ADVERTISEMENT

Elizabeth Warren's Fuzzy Math

Study: Productivity gains less impressive than Democratic senator suggests

Elizabeth Warren / AP
March 25, 2013

Sen. Elizabeth Warren’s (D., Mass.) argument that the minimum wage would be triple what it is today if it were linked with productivity relies on oversimplified and faulty data, a new study says.

Warren’s rhetoric "makes zero economic sense, and demonstrates how out of touch Sen. Warren is with business realities faced by employers who hire people and pay them the minimum wage," said the report by the Employment Policies Institute (EPI), a free market think tank specializing in wage issues.

Warren raised the prospect of a $45,000 annual minimum wage at a March 14 Senate Health, Education, Labor, & Pensions Committee hearing. Warren embraced tying wages to productivity during a question and answer session with radical activist-turned-University of Massachusetts Amherst economist Arin Dube.

The federal minimum wage is currently $7.25 and is raised through congressional action. President Obama called for an increase in the wage during his February State of the Union Address.

"As productivity goes up, that is, as workers are producing more, the minimum wage is going to be the same, and if that were the case the minimum wage today would be about $22 an hour," Warren said during the Q&A. "What happened to the other $14.75? It sure didn’t go to the worker."

Dube testified that tying minimum wage to other sectors of the economy, namely the income growth of high earners, would have produced a $33 minimum wage before the 2007 recession.

However, EPI research director Mike Saltsman says Warren and Dube oversimplify the nation’s growth in productivity.

"There’s a considerable difference between what people are doing and what they’re producing—there’s only so fast you can bus a table or cook a burger," he said.

"The productivity gains don’t match the overall economy. It’s completely inaccurate to link the minimum wage to overall productivity."

Most minimum wage workers are employed in the service sector, rather than the computer and cell phone companies that experts say drove productivity gains in the latter half of the 20th century.

Productivity in the food service industry, a hotbed for entry-level positions, grew by only 7 percent over the last 20 years, as opposed to nearly 60 percent gains in all businesses.

"These national gains don’t translate in the service industry and the data shows that," Saltsman said.

Warren did not return calls for comment.

Warren and Dube called for an incremental approach to raising wages rather than a retroactive one-time increase to $22.

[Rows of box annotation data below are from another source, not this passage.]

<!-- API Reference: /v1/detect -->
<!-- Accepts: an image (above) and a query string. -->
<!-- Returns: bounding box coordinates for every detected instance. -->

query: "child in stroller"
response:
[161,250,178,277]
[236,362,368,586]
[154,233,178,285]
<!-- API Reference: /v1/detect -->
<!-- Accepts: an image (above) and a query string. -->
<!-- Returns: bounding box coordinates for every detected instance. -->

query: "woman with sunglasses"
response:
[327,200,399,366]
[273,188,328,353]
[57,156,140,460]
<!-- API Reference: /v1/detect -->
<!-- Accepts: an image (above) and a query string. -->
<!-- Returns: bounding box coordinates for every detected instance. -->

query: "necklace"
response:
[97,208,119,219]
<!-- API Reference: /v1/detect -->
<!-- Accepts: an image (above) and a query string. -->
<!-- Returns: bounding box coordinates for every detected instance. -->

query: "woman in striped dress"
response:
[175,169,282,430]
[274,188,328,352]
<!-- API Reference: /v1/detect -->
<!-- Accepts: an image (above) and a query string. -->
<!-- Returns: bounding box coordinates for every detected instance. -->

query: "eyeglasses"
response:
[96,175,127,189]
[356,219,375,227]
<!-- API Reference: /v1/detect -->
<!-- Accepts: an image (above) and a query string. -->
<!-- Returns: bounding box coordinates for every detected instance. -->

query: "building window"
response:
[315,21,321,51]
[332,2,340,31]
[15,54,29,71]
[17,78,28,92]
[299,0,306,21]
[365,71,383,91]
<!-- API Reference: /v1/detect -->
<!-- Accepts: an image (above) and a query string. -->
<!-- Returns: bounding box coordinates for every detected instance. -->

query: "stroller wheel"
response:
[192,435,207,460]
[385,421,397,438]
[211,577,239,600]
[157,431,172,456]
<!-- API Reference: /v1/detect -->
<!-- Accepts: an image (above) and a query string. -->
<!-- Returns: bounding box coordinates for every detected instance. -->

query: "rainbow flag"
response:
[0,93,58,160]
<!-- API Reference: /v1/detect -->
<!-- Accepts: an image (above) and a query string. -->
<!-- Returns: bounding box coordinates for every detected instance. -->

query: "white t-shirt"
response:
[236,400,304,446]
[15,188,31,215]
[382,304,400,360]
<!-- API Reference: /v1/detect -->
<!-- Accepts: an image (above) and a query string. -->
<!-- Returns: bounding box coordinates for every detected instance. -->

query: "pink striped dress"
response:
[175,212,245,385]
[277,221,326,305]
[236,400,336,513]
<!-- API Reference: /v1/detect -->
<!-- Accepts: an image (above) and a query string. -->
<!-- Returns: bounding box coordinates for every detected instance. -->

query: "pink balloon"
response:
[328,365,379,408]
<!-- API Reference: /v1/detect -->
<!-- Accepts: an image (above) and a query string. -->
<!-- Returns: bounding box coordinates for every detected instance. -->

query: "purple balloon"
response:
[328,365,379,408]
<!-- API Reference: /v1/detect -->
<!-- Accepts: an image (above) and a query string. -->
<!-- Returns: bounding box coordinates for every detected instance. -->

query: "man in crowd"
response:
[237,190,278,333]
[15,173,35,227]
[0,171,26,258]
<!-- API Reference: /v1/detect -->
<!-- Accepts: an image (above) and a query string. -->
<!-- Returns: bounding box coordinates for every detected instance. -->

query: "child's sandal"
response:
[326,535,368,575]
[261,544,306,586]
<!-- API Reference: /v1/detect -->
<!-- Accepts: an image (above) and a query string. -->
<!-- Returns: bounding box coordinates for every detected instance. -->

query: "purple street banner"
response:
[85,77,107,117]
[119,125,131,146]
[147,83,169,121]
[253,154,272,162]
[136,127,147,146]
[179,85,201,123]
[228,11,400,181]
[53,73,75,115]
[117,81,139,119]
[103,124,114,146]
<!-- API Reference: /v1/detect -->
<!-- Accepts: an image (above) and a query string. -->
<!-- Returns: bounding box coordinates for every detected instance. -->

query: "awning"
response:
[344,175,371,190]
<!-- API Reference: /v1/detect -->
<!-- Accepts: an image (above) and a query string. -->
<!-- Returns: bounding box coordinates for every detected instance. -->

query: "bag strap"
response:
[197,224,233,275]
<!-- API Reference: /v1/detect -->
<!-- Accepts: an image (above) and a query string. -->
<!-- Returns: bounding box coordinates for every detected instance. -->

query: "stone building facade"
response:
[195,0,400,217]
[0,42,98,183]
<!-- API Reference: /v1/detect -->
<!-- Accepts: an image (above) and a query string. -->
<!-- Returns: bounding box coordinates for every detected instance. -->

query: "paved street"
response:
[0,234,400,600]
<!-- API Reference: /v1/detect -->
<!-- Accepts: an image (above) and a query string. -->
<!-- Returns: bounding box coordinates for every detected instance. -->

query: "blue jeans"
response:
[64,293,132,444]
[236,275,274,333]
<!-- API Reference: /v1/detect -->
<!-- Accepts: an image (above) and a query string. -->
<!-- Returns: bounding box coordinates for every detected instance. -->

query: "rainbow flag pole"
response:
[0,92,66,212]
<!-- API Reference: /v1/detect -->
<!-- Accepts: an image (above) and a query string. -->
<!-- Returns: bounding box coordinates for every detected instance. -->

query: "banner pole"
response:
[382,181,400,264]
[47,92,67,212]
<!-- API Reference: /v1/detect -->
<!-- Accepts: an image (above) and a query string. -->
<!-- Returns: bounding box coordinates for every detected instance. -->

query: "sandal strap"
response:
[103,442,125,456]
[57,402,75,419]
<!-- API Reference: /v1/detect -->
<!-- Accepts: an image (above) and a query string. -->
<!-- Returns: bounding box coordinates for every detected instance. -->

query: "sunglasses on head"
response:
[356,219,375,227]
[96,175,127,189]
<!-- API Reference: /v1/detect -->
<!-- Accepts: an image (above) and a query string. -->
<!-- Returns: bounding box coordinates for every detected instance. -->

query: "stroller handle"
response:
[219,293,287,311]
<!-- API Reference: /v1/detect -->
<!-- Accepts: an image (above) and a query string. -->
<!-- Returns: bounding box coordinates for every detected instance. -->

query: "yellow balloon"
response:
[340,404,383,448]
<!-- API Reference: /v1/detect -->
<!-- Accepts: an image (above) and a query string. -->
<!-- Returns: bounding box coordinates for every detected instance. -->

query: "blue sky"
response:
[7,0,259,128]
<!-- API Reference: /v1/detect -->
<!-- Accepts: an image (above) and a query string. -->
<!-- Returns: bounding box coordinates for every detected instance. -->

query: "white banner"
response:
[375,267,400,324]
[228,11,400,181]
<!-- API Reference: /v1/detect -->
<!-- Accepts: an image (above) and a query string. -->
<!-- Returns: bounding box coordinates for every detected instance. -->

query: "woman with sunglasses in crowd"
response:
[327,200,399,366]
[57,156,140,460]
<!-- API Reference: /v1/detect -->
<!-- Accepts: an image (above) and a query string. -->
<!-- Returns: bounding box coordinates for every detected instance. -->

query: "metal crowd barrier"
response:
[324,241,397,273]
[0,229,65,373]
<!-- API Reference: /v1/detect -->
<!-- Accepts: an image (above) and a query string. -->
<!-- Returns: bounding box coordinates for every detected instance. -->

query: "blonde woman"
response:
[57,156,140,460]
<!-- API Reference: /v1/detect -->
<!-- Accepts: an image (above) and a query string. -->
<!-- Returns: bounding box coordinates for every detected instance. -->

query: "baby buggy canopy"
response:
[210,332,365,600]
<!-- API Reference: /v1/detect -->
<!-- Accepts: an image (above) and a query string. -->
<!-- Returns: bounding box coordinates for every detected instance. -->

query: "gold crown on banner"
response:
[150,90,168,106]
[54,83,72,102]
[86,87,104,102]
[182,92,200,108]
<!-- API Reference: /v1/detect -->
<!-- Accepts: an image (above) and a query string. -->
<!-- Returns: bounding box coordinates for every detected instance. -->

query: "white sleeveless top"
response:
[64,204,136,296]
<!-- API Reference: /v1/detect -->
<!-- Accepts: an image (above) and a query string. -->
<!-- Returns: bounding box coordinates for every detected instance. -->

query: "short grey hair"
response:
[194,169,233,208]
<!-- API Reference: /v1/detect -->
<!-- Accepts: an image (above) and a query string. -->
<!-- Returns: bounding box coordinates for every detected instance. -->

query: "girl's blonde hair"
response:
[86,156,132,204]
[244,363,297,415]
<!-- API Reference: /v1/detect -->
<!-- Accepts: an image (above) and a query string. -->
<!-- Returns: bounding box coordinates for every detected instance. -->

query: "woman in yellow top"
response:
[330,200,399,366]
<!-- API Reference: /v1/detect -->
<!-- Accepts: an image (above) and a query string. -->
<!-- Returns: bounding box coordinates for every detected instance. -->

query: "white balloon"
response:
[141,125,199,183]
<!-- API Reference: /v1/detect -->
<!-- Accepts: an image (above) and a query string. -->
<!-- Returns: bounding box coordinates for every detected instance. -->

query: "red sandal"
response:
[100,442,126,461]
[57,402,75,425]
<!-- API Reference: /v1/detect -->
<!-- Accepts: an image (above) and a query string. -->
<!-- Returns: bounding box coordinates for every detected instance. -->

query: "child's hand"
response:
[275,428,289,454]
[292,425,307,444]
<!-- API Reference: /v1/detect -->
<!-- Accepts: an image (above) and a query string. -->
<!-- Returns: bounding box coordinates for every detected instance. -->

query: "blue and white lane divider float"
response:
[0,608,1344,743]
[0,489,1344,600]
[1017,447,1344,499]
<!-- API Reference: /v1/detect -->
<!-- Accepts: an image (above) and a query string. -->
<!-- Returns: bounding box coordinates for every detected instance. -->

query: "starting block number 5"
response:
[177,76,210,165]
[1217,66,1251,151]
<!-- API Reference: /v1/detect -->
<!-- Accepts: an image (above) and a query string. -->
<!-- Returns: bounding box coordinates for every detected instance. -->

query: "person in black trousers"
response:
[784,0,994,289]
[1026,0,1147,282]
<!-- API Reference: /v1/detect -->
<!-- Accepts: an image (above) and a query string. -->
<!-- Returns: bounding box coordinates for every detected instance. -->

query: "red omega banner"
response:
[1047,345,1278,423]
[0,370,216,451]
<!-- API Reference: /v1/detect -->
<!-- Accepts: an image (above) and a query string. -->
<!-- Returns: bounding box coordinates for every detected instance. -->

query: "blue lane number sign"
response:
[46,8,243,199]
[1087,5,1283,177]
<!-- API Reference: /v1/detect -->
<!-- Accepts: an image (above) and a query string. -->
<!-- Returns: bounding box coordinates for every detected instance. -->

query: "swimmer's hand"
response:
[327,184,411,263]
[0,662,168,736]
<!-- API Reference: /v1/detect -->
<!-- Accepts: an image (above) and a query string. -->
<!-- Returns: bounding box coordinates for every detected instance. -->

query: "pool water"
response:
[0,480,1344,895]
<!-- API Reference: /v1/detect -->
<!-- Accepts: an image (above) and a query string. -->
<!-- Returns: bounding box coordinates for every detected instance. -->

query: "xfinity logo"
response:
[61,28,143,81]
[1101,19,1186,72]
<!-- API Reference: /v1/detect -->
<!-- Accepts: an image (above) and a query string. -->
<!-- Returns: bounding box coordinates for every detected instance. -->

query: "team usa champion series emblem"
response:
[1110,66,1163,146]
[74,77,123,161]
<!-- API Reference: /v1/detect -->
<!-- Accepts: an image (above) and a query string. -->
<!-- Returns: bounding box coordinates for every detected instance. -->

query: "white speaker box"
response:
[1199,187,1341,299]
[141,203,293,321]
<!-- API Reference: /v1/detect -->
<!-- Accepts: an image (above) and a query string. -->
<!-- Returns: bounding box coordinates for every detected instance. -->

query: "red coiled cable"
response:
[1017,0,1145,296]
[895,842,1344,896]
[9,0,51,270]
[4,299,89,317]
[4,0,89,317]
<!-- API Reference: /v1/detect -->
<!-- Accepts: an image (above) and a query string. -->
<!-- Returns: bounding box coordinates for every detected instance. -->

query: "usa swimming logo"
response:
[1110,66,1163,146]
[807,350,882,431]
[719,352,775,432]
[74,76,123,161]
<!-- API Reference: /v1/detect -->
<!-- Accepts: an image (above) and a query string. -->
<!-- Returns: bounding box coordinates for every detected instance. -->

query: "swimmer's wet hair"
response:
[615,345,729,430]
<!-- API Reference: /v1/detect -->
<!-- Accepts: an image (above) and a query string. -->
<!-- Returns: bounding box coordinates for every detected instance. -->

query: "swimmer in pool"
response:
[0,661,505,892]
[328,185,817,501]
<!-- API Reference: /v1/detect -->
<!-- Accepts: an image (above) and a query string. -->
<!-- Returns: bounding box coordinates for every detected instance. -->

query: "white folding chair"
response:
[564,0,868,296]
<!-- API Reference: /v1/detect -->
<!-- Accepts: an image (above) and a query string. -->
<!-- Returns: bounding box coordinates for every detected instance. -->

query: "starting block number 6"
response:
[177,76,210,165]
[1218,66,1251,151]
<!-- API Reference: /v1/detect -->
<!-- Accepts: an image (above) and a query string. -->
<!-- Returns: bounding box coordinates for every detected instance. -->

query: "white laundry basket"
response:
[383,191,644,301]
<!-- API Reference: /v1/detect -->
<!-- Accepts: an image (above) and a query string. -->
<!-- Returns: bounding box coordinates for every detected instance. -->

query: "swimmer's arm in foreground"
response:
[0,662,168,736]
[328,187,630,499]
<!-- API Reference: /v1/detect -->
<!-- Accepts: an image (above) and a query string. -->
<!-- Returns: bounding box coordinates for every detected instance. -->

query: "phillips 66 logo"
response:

President Obama called for a 24 percent wage increase in February. Sen. Tom Harkin (D., Iowa) took that one step further, proposing a $10.10 per hour wage, amounting to a 40 percent increase.

Saltsman said employers are already dealing with thousands of dollars in labor costs to adjust to Obamacare’s insurance mandates. Many shops and restaurant chains have slowed hiring and reduced employees to part-time status rather than pay a $2,000 fine per full time employee who does not receive health care, according to Saltsman.

"For a $9 minimum wage it wouldn’t be unreasonable for 400 to 450,000 entry level jobs nationwide to be lost … we’ve already seen with [Obamacare], employers are moving to a part-time workforce," he said. "Levels like [Warren’s] would have a lot of businesses close, while others would automate their processes entirely with almost no human service."

Harkin did not respond to requests for comment.

The National Federation of Independent Business (NFIB), a trade group representing thousands of small and local companies, echoed Saltsman’s concerns about wage hikes.

"Small businesses are the least able to absorb such a dramatic increase in their labor costs … because a large amount of their earnings go directly to pay for operating expenses, such as equipment, supplies, lease or mortgage, credit lines, inventory and employee wages and benefits," NFIB said in a release.

"These proposals do not incentivize growth or hiring—they make it nearly impossible."